From the start, financial services have been all about driving progress: in antiquity, the first gold and silver coins were designed to make life easier for traders and customers, as people no longer had to rely on bartering goods. Today, financial services are during the biggest change since the invention of the coin – digitization. Faced with new challenges ranging from fintech startups to cryptocurrencies, financial institutions are under immense pressure to reinvent their business and operations. But there is more to this change than simply the need for innovative financial products and self-service platforms.
Like every disruption of the business world, the situation currently unfolding in the financial services industry is simply an evolution happening at a rapid pace. If we hit the ‘slow motion’ button to get a clearer view, it turns out that – once again – the key pillars of this evolution are people, processes, and technologies. However, discussions are often focused on technology alone: on mobile apps and always-on cloud services that provide the foundation for modern self-service banking; on investment and trading platforms such as RobinHood or Revolut that are popular with digital natives; and on blockchain technology, which provides the transaction tracking mechanism that is at the heart of every cryptocurrency. But the recent pandemic has illustrated that processes and people are just as important to future-proof the financial services industry.
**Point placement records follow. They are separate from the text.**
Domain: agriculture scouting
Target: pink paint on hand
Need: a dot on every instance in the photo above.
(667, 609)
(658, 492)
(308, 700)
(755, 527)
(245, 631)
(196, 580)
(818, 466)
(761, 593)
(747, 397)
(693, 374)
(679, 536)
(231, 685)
In times of lockdowns and social distancing mandates, millions of people all over the world have changed their habits and switched to online shopping. Along with more e-commerce, more financial services – payment, loans, etc. – have been performed digitally. So financial institutions had to deal with a considerable increase in online banking, simultaneously they had to send their own staff to their respective home offices and enable them to continue working from the safety of their homes. This way, the pandemic gave us a glimpse of the challenges that financial services institutions will have to face in the future: they will need the agility to scale massively and instantaneously, reacting to changes in customer demand at a moment’s notice, while enabling their staff to work flexibly from anywhere to achieve resiliency and maintain – or even increase – productivity.
Both dimensions of this agility – the flexibility of scale and of geography – need to be embedded in an effective security framework. After all, the industry’s strict security and compliance regulations continue to apply, even as financial institutions use cloud technologies to massively scale at short notice, or as they deploy digital workspaces to enable flexible work-from-anywhere scenarios. This is where, once again, AI comes into play. Artificial intelligence – already employed widely in financial services to detect fraudulent transactions, identify trends in customer behavior, analyze changes in risk landscapes, etc. – will play an important role for all aspects of security. The data volumes and transaction speeds a future banking will simply be too big to leave security analysis to manual intervention. This is why continuous AI-based monitoring will be used to detect any kind of unusual behavior, from mass scale cloud-based online transactions down to the individual employee accessing a specific application while working from the office or home office.
The employees will continue to play a crucial role for the financial services industry in the future as well – as in any other industry. In spite of the trend towards automated self-service online banking processes, it won’t be possible to automate all financial services workflows. After all, there will always be situations when customers expect more than just a simple transaction that they can trigger by the click of a button. There are times when they want to consult with a human counterpart, be it for investments, loans, or advice regarding their financial affairs. Against this background, every financial services digitization strategy needs to focus on automation and disintermediation, and also people: it will be crucial for financial institutions to empower their employees to be productive wherever they are and with any endpoint device, enabling them to flexibly meet customer needs and expectations.
Hopefully, with the pandemic soon about to be overcome, the financial services industry can switch from ‘resilience mode’ back into ‘innovation mode’. In their effort to reinvent themselves, it will be important for financial institutions to highlight the product or technology side of their digital transformation, but also to include distributed processes, and to focus on the productivity and well-being of employees as a foundation for a great customer experience. Ultimately, a great customer experience – with all its technological and human aspects – is the driving force of success in the financial services industry. This was true in the age of the gold and silver coins, and it is still true and the age of bitcoins.